For example, if the cluster is named cluster-name, the pods are named cluster-name-zookeeper-index, where index starts at zero and ends at the total number of replicas.

  1. Annotate the Pod resource in OpenShift.

    + On OpenShift use oc annotate:

    oc annotate pod cluster-name-zookeeper-index operator.strimzi.io/delete-pod-and-pvc=true
  2. Wait for the next reconciliation, when the annotated pod with the underlying persistent volume claim will be deleted and then recreated.

Additional resources

3.1.23. List of resources created as part of Kafka cluster

The following resources will created by the Cluster Operator in the OpenShift cluster:

cluster-name-kafka
StatefulSet which is in charge of managing the Kafka broker pods.
cluster-name-kafka-brokers
Service needed to have DNS resolve the Kafka broker pods IP addresses directly.
cluster-name-kafka-bootstrap
Service can be used as bootstrap servers for Kafka clients.
cluster-name-kafka-external-bootstrap
Bootstrap service for clients connecting from outside of the OpenShift cluster.
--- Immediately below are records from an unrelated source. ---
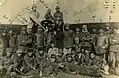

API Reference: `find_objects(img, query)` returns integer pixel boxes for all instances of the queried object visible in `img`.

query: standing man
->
[30,4,40,33]
[109,28,119,69]
[30,4,40,18]
[53,6,64,28]
[8,29,17,52]
[17,27,27,48]
[96,29,108,59]
[26,22,34,48]
[45,8,53,21]
[63,23,75,54]
[35,26,45,48]
[80,25,91,52]
[2,27,9,56]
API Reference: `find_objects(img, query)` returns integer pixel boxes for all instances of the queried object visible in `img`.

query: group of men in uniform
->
[1,5,119,78]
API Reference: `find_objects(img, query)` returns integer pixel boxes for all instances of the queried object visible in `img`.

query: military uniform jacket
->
[35,33,45,47]
[80,31,91,48]
[17,34,27,47]
[45,13,53,21]
[63,61,76,73]
[73,44,81,52]
[24,55,36,70]
[88,57,103,69]
[1,55,14,69]
[54,12,63,21]
[110,34,119,52]
[9,35,17,48]
[64,30,75,48]
[96,35,108,54]
[81,53,89,65]
[48,47,58,57]
[43,61,58,76]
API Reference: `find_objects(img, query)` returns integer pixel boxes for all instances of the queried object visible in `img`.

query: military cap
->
[64,23,70,27]
[66,54,72,58]
[27,48,33,52]
[51,54,56,58]
[56,5,60,9]
[82,25,87,28]
[105,23,110,26]
[21,27,27,31]
[32,4,37,8]
[16,49,23,54]
[6,48,13,53]
[27,21,33,29]
[71,47,76,51]
[38,47,44,51]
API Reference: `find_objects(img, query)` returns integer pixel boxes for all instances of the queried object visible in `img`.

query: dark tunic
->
[64,30,74,48]
[80,32,91,50]
[55,31,64,48]
[17,34,27,48]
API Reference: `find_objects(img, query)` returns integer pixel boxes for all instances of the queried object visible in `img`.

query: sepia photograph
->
[0,0,119,78]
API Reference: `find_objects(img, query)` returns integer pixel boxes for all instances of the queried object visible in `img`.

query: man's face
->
[90,53,95,59]
[51,43,55,48]
[50,58,56,63]
[75,37,79,44]
[7,52,12,57]
[65,26,69,30]
[71,50,75,54]
[48,9,51,13]
[76,28,80,32]
[17,53,22,57]
[9,30,13,34]
[28,52,33,56]
[78,53,81,58]
[38,29,43,34]
[93,28,96,33]
[22,30,26,34]
[27,28,32,34]
[56,8,60,12]
[59,49,63,54]
[85,50,90,54]
[99,29,104,34]
[32,7,37,11]
[67,57,72,62]
[39,50,43,54]
[106,26,110,30]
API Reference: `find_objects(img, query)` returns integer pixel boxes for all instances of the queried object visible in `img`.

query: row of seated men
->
[0,43,108,78]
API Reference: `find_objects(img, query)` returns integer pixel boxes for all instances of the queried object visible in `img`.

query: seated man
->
[24,48,36,75]
[81,50,90,66]
[1,48,14,74]
[73,37,81,53]
[57,49,65,63]
[48,43,58,57]
[36,47,48,71]
[88,53,103,76]
[43,54,58,77]
[13,48,25,75]
[63,54,76,74]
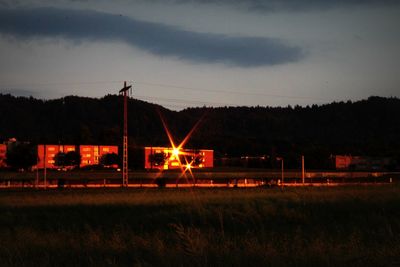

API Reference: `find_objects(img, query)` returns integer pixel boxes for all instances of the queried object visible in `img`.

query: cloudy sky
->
[0,0,400,109]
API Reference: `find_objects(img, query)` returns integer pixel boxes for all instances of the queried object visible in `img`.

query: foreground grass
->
[0,185,400,266]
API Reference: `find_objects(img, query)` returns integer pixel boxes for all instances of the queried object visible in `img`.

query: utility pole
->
[43,145,47,189]
[301,156,305,185]
[281,157,285,187]
[119,82,132,187]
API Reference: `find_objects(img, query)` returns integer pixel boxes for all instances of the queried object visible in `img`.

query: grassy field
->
[0,184,400,266]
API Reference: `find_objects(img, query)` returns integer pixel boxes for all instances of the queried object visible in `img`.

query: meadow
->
[0,184,400,266]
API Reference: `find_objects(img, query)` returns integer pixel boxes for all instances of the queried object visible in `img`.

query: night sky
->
[0,0,400,109]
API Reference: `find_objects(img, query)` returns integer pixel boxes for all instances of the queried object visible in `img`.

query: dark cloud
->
[0,8,303,67]
[0,88,42,98]
[159,0,400,12]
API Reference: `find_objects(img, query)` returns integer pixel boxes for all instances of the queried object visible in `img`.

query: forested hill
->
[0,94,400,169]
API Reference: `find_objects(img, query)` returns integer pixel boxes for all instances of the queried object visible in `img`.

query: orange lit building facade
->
[79,145,118,167]
[144,147,214,170]
[36,145,118,169]
[334,155,396,170]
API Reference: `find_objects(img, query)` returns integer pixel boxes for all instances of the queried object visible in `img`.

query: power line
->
[132,82,328,101]
[135,95,235,106]
[1,80,331,101]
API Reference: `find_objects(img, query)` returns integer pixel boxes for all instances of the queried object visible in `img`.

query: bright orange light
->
[172,147,180,158]
[158,111,206,186]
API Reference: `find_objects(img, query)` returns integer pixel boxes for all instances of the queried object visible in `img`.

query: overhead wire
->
[1,80,330,107]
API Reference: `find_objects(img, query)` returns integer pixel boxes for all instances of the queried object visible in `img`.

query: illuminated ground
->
[0,184,400,266]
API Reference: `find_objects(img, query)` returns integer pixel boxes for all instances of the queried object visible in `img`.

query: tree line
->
[0,94,400,168]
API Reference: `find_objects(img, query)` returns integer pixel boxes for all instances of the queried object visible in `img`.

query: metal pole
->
[301,156,305,185]
[119,82,132,187]
[43,145,47,189]
[281,158,285,187]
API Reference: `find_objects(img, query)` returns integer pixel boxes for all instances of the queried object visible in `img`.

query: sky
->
[0,0,400,110]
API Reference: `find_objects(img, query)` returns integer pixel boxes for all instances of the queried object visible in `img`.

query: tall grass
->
[0,185,400,266]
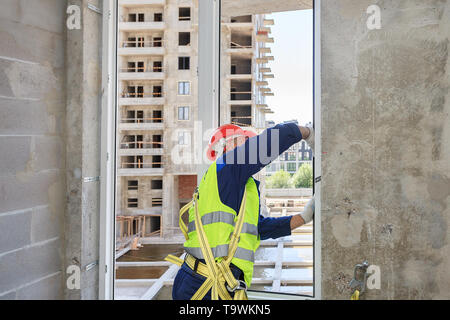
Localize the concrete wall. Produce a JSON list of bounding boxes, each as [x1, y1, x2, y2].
[[64, 0, 103, 300], [0, 0, 66, 299], [321, 0, 450, 299]]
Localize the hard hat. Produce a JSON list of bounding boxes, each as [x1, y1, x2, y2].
[[206, 124, 256, 161]]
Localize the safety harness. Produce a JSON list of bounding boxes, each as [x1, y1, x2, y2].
[[165, 187, 247, 300]]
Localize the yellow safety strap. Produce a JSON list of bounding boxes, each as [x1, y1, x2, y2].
[[164, 188, 247, 300], [350, 290, 359, 300], [179, 200, 194, 240], [192, 189, 247, 300], [164, 254, 184, 267]]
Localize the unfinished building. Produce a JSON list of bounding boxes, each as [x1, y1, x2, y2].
[[116, 0, 273, 251], [0, 0, 450, 299]]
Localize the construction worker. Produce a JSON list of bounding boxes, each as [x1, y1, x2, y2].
[[166, 123, 314, 300]]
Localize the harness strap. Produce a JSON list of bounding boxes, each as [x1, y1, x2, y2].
[[179, 200, 194, 240], [165, 187, 247, 300]]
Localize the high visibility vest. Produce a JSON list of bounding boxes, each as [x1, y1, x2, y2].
[[184, 162, 260, 287]]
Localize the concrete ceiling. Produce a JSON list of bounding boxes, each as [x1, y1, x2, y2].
[[222, 0, 313, 17]]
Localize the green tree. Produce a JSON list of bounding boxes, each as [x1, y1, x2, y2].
[[291, 163, 313, 188], [266, 170, 292, 189]]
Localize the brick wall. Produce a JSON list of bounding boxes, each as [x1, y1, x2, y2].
[[0, 0, 66, 300], [178, 175, 197, 200]]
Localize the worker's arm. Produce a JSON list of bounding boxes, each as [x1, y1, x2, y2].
[[217, 123, 310, 186], [258, 198, 314, 240]]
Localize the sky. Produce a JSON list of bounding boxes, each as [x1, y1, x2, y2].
[[266, 10, 313, 124]]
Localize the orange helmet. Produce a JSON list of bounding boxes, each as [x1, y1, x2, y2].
[[206, 124, 256, 161]]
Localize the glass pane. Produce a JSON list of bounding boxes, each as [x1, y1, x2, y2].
[[220, 0, 313, 295], [115, 0, 198, 299]]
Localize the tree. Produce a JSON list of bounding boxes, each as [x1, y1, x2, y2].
[[291, 163, 313, 188], [266, 170, 292, 189]]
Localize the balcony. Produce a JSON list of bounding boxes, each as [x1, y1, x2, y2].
[[118, 40, 165, 56], [223, 15, 255, 30], [119, 92, 166, 106], [118, 157, 164, 177], [256, 30, 274, 43], [231, 105, 253, 127], [119, 21, 166, 32], [228, 57, 253, 80], [119, 67, 166, 81], [119, 118, 164, 131], [119, 141, 164, 156], [227, 32, 254, 55], [256, 81, 269, 87], [119, 0, 166, 8]]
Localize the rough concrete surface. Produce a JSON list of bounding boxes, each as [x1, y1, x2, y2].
[[321, 0, 450, 299], [0, 0, 65, 299]]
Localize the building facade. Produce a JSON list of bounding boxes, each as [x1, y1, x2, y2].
[[116, 0, 274, 241]]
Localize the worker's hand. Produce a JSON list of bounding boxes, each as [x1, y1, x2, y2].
[[305, 124, 314, 155], [300, 197, 315, 224]]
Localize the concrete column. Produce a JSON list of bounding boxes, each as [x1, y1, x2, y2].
[[320, 0, 450, 299], [161, 174, 178, 238], [65, 0, 102, 299]]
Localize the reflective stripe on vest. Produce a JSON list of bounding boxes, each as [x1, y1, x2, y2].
[[188, 211, 258, 236], [184, 244, 255, 262]]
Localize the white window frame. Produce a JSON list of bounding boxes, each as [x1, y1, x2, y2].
[[99, 0, 322, 300], [177, 106, 191, 121], [178, 80, 192, 97], [99, 0, 119, 300], [178, 131, 191, 147]]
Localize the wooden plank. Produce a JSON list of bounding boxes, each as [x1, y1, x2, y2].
[[260, 240, 313, 247], [272, 241, 284, 292], [115, 261, 172, 268], [140, 254, 184, 300]]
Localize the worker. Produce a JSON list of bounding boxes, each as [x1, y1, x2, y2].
[[166, 123, 314, 300]]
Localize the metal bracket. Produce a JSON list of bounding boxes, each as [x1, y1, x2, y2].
[[84, 261, 98, 271], [88, 3, 103, 14], [83, 177, 100, 182], [350, 260, 369, 294]]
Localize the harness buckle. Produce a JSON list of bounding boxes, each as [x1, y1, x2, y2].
[[226, 280, 247, 292]]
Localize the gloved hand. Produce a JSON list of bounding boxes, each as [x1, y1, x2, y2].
[[300, 196, 315, 224], [305, 124, 314, 155]]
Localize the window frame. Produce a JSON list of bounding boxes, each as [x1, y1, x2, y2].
[[177, 106, 191, 121], [178, 56, 191, 71], [98, 0, 322, 300], [177, 80, 192, 97]]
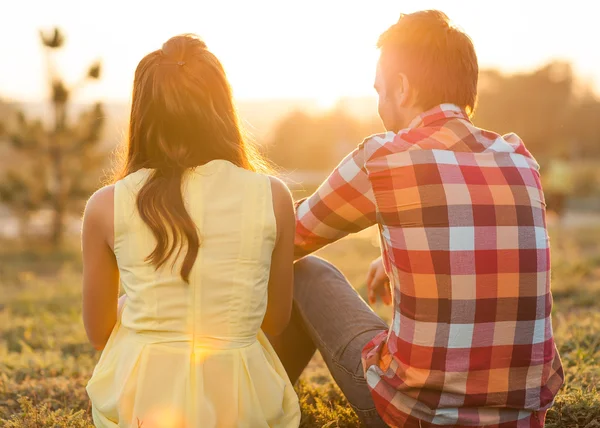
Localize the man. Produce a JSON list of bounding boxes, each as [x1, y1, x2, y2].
[[274, 11, 563, 428]]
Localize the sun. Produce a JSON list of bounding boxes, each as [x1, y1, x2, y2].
[[317, 94, 340, 111]]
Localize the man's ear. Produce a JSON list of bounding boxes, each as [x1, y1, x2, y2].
[[394, 73, 414, 108]]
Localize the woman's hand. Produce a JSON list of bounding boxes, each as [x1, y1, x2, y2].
[[367, 257, 392, 305]]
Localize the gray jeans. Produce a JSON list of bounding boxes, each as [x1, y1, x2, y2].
[[271, 256, 388, 427]]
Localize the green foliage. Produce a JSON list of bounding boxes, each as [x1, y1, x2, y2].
[[0, 229, 600, 428]]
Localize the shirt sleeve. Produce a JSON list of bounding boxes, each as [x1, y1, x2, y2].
[[294, 142, 376, 258]]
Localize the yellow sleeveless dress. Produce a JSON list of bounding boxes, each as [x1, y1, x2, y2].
[[87, 160, 300, 428]]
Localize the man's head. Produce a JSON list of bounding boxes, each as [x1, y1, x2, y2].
[[375, 10, 479, 132]]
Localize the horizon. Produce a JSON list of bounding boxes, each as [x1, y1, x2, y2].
[[0, 0, 600, 108]]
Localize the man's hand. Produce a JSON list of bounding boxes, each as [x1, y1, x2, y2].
[[367, 257, 392, 305]]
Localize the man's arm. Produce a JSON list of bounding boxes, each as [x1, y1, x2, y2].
[[294, 142, 376, 259]]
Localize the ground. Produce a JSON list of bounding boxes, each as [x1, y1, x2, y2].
[[0, 227, 600, 428]]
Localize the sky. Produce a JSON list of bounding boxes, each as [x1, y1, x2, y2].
[[0, 0, 600, 105]]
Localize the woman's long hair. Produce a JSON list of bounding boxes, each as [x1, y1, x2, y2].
[[116, 35, 269, 282]]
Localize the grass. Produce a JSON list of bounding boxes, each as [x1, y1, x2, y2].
[[0, 229, 600, 428]]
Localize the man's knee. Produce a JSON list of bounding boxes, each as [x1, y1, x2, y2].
[[294, 256, 346, 289]]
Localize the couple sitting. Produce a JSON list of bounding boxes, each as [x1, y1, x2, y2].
[[83, 11, 563, 428]]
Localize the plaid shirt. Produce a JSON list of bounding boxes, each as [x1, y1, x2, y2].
[[296, 104, 564, 428]]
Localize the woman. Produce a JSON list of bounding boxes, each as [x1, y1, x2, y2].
[[82, 35, 300, 428]]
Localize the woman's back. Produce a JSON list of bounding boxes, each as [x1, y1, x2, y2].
[[88, 160, 299, 427], [114, 160, 277, 344]]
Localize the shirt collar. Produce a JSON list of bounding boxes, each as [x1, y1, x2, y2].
[[408, 104, 469, 129]]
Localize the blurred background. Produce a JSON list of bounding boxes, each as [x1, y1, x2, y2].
[[0, 0, 600, 245], [0, 0, 600, 428]]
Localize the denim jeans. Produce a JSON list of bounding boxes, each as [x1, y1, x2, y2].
[[271, 256, 388, 427]]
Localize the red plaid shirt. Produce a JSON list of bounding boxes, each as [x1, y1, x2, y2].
[[296, 104, 564, 428]]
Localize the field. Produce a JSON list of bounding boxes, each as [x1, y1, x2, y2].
[[0, 228, 600, 428]]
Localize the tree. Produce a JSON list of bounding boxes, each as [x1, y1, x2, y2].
[[473, 62, 574, 154], [0, 28, 104, 246]]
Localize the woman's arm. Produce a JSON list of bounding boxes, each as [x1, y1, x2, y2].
[[81, 186, 119, 350], [262, 177, 296, 336]]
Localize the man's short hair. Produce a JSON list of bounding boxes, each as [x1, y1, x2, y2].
[[377, 10, 479, 114]]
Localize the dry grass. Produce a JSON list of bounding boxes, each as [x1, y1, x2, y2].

This resource will be created only when external listener is enabled.
cluster-name-kafka-pod-id
Service used to route traffic from outside of the OpenShift cluster to individual pods. This resource will be created only when external listener is enabled.
cluster-name-kafka-external-bootstrap
Bootstrap route for clients connecting from outside of the OpenShift cluster. This resource will be created only when external listener is enabled and set to type route.
cluster-name-kafka-pod-id
Route for traffic from outside of the OpenShift cluster to individual pods. This resource will be created only when external listener is enabled and set to type route.
cluster-name-kafka-config
ConfigMap which contains the Kafka ancillary configuration and is mounted as a volume by the Kafka broker pods.
cluster-name-kafka-brokers
Secret with Kafka broker keys.
cluster-name-kafka
Service account used by the Kafka brokers.
strimzi-namespace-name-cluster-name-kafka-init
Cluster role binding used by the Kafka brokers.
cluster-name-zookeeper
StatefulSet which is in charge of managing the Zookeeper node pods.
cluster-name-zookeeper-nodes
Service needed to have DNS resolve the Zookeeper pods IP addresses directly.
cluster-name-zookeeper-client
Service used by Kafka brokers to connect to Zookeeper nodes as clients.
cluster-name-zookeeper-config
ConfigMap which contains the Zookeeper ancillary configuration and is mounted as a volume by the Zookeeper node pods.
cluster-name-zookeeper-nodes
Secret with Zookeeper node keys.
cluster-name-entity-operator
Deployment with Topic and User Operators. This resource will be created only if Cluster Operator deployed Entity Operator.
cluster-name-entity-topic-operator-config
Configmap with ancillary configuration for Topic Operators. This resource will be created only if Cluster Operator deployed Entity Operator.
cluster-name-entity-user-operator-config
Configmap with ancillary configuration for User Operators. This resource will be created only if Cluster Operator deployed Entity Operator.
cluster-name-entity-operator-certs
Secret with Entitiy operators keys for communication with Kafka and Zookeeper. This resource will be created only if Cluster Operator deployed Entity Operator.
cluster-name-entity-operator
Service account used by the Entity Operator.
strimzi-cluster-name-topic-operator
Role binding used by the Entity Operator.
strimzi-cluster-name-user-operator
Role binding used by the Entity Operator.
cluster-name-cluster-ca
Secret with the Cluster CA used to encrypt the cluster communication.
cluster-name-cluster-ca-cert
Secret with the Cluster CA public key. This key can be used to verify the identity of the Kafka brokers.
cluster-name-clients-ca
Secret with the Clients CA used to encrypt the communication between Kafka brokers and Kafka clients.
cluster-name-clients-ca-cert
Secret with the Clients CA public key. This key can be used to verify the identity of the Kafka brokers.
data-cluster-name-kafka-idx
Persistent Volume Claim for the volume used for storing data for the Kafka broker pod idx. This resource will be created only if persistent storage is selected for provisioning persistent volumes to store data.
data-cluster-name-zookeeper-idx
Persistent Volume Claim for the volume used for storing data for the Zookeeper node pod idx. This resource will be created only if persistent storage is selected for provisioning persistent volumes to store data.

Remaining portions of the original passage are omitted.